Even for those who avoided being sent to Camp Westerbork, life in the occupied Netherlands was grim. Rotterdam, which had suffered heavy bombing raids at the hands of the invading Nazis, now had to endure further raids from the allies seeking to liberate the city. British and American bombers visited well over a hundred times, bearing gifts that destroyed further swathes of the city and left thousands homeless.

In Amsterdam, the young girl with the diary, Anne Frank, had moved with her family into a secret annexe hidden behind a bookcase in her father’s office building. They would stay there for more than two years, during which time she wrote diligently about the miseries of life in hiding and the experience of growing from a girl into a woman. In August 1944, the Franks were betrayed and arrested. The family feared for their lives, but for Anne even the train journey to Camp Westerbork was a source of interest: after years trapped indoors, she couldn’t tear herself away from the windows offering views of meadows and forests. At the camp the Franks were assigned to barracks and set to work breaking old batteries apart with hammers and chisels. On 2 September, the camp authorities read out the names of the next thousand people to be sent to Auschwitz, including the eight former inhabitants of the secret annexe. Only Anne’s father Otto survived.

By mid-1944, the tide had turned against the Nazis. In the space of a few months, the allies liberated Rome, landed at Normandy on D-Day and captured Paris. In early September, Brussels and Antwerp were liberated and the Dutch Prime Minister, Pieter Gerbrandy, mistakenly announced that the liberation of the Netherlands was already underway. Scores of people rushed to the outskirts of Rotterdam carrying bunches of flowers to throw to their saviours, but Gerbrandy (known to Churchill as ‘Mr Cherry Brandy’) was mistaken. A group of ‘liberators’ spotted in Breda turned out to be a British patrol who had crossed the border by accident. In September, an attempt by British parachute troops to capture a key bridge over the river Rhine at Arnhem – Operation Market Garden – ended in ignominious defeat, the crossing proving to be the famous ‘Bridge too Far’. Asked by Gerbrandy if the Netherlands would be free by October, a senior US military officer replied with a single word: ‘impossible’.

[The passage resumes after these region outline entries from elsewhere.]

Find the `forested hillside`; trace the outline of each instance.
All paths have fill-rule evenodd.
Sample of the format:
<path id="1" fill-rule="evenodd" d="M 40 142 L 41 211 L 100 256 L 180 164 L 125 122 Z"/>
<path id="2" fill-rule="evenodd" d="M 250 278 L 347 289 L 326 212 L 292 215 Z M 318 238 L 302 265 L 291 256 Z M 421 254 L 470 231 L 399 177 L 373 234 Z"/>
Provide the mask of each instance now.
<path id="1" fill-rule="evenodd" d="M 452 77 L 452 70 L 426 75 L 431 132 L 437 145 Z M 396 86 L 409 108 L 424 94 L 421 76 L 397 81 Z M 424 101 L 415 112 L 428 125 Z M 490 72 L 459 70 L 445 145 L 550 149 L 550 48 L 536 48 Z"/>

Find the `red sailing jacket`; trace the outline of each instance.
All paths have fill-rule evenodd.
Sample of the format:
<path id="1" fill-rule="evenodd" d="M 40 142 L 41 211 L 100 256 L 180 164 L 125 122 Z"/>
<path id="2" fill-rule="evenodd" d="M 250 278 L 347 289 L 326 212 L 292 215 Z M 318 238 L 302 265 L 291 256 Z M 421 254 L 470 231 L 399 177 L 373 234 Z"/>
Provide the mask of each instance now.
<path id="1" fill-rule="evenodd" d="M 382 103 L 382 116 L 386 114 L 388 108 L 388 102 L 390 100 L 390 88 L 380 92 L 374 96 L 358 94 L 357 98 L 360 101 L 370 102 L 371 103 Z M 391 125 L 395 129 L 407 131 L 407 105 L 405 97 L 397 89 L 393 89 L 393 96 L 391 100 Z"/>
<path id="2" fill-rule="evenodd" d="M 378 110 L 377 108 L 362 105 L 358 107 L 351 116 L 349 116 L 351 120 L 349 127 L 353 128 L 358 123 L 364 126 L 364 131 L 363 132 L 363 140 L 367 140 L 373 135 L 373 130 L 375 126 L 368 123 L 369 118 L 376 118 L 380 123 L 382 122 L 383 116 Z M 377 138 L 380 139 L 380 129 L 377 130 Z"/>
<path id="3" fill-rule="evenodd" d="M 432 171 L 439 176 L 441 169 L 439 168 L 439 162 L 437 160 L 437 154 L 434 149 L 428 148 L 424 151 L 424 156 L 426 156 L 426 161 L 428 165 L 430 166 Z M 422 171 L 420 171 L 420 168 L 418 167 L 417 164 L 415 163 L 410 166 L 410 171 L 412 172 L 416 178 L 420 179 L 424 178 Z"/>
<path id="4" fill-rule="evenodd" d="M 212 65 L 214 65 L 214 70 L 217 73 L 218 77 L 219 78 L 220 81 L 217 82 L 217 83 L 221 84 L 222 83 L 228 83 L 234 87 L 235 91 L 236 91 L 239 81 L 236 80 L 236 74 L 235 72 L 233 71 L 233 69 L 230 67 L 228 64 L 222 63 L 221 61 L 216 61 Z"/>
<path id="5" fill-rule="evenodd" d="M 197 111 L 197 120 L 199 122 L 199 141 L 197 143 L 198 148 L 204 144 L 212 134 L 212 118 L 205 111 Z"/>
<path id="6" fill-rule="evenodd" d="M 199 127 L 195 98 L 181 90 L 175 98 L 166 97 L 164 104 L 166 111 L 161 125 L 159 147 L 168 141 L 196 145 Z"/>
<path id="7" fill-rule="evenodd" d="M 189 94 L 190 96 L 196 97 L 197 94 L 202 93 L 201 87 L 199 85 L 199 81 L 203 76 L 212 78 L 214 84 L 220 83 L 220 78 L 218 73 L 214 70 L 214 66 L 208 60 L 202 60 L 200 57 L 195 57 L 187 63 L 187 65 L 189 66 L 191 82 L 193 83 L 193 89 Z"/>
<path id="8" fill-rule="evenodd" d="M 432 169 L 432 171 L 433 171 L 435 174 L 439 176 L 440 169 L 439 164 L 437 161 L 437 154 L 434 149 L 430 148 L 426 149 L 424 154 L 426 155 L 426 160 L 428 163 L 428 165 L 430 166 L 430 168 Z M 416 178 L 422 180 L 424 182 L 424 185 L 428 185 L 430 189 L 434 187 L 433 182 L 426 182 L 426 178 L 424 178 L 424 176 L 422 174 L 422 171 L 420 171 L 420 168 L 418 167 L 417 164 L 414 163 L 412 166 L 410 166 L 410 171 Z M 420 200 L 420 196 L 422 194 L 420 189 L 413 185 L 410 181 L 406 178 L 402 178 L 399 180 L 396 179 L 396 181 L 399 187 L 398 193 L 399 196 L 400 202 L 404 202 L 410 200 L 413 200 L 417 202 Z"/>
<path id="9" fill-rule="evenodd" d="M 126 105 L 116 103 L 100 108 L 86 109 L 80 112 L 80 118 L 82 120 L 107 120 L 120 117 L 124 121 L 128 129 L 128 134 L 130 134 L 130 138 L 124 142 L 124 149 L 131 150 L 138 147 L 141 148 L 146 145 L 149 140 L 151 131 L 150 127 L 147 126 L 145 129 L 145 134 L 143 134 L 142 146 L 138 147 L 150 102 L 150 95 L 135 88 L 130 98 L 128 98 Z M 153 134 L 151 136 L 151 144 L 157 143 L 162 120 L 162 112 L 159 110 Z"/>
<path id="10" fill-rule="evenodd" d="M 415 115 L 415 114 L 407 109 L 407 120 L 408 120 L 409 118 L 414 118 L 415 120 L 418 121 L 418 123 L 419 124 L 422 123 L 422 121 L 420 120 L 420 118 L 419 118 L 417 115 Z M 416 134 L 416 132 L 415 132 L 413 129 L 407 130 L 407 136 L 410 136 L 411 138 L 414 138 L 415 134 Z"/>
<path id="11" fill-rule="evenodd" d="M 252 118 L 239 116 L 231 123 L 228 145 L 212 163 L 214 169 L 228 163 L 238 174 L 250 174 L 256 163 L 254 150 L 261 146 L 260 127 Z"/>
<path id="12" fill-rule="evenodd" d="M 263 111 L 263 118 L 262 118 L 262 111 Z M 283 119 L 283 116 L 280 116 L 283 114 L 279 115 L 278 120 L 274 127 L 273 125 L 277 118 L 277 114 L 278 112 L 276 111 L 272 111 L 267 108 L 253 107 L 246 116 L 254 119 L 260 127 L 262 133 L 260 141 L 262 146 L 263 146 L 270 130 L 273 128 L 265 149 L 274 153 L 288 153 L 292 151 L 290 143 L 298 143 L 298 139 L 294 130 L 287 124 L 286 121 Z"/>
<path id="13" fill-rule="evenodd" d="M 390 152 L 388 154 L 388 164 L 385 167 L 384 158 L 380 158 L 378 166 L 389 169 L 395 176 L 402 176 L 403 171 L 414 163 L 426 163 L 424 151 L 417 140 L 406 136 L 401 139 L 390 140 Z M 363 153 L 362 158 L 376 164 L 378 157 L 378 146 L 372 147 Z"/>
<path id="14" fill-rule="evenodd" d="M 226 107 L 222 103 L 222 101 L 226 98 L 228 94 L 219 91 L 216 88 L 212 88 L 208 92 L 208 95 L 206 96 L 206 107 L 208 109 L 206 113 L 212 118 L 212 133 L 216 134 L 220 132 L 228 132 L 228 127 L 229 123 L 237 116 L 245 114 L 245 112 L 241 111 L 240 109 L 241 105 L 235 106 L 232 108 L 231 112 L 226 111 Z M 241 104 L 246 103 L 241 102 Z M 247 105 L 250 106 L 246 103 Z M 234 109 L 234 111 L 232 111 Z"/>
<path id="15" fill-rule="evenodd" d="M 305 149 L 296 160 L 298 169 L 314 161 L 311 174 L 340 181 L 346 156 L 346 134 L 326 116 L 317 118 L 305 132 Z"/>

The Germans, however, were already preparing for defeat. Scores of Nazi soldiers fled the Netherlands, often taking with them whatever they could carry. One witness reported the scene at Amsterdam Central Station as looters stacked ‘all sorts of things; furniture, desks, typewriters, stoves, even chicken coops with and without chickens’. In the eastern city of Arnhem, one resident told of finding a note requesting the theft to order of a dinner set and Persian carpet, ‘as if the place was a department store’. By the end of the war, the Red Cross had recorded the theft or destruction of 30,000 beds, 20,000 cooking stoves, 60,000 chairs and 80,000 blankets in the city of Arnhem alone.